Jamie Wilson is back with another in her series about tradpub and what they are doing and not doing…
My first literary convention was in Evanston, Ind. A man I admired (and would one day marry) convinced me to come along with him and some friends. The guest of honor was Gary Gygax, the creator of the original Dungeons and Dragons. I still remember the thrill of that drive, the butterflies as we checked in, wandering wide-eyed through the huckster’s room (today they blandly call it the vendor’s hall), wishing I had enough money to buy everything in sight. I sat in on writing workshops and geeky panels, rolled dice in pickup D&D games with strangers, and soaked in the wonder of being surrounded by people who loved the same things I loved.
It was intoxicating. And as I began building a writing career, the layers of what conventions could offer only deepened. Later, I graduated to more professional gatherings. One of my favorites was the 2012 Romance Writers of America convention in Orlando. My family went to Disney World while I immersed myself in the business of writing. I casually chatted with Nora Roberts in a hallway. I sat in on marketing workshops that explained the power of long-tail sales and the different types of romance heroes. I hobnobbed with publishers, editors, and agents. It was a world where professional craft and fannish joy overlapped, where anyone, from an aspiring writer to the most established professional, could feel at home.
That’s what conventions and professional organizations once were: the living, breathing community of writers. Places where the walls between readers, writers, and publishers came down. A place of discovery, career building, and fellowship.
And then, slowly, the drift began.
Full article, HERE from PJ Media.
Go read the whole thing, and she has links at the bottom to the earlier articles in the series.
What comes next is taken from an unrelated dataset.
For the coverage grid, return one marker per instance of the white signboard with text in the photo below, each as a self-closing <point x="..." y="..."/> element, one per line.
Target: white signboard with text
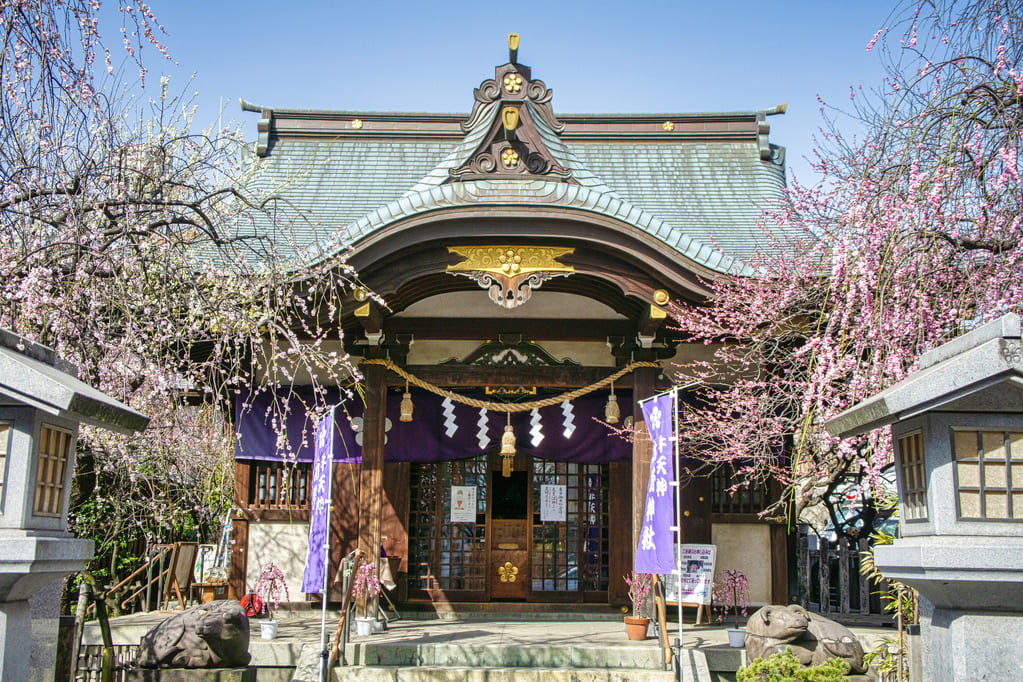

And our little ‘local’ con, P-Con even gets a mention!!!
And what she’s been saying is true, which is why a lot of us have gone Indie and keep begging for you to share our books with your friends. We can’t afford the advertising budget to get our names out there, and we’re never up for any awards because we’re Indie…
What really counts for us is the Benjamins. They help us pay for our covers, editing, and other costs incurred publishing our books.
Nice.
Hereso- Yep, and pulling NO punches.
Same thing happened to comics and gaming (both analog and digital) around the same time and fine art has been lost since World War II. It’s been a Marxist idealogical purge of wrong think, but I think it’s all been astroturfed. The quirk in social media programs where angry mobs with torches and pitchforks are actually a mirage of sock-puppet accounts is what I think got the ball rolling on this. Knucklehead marketing people believe in the mirage and format the work for an audience that isn’t there.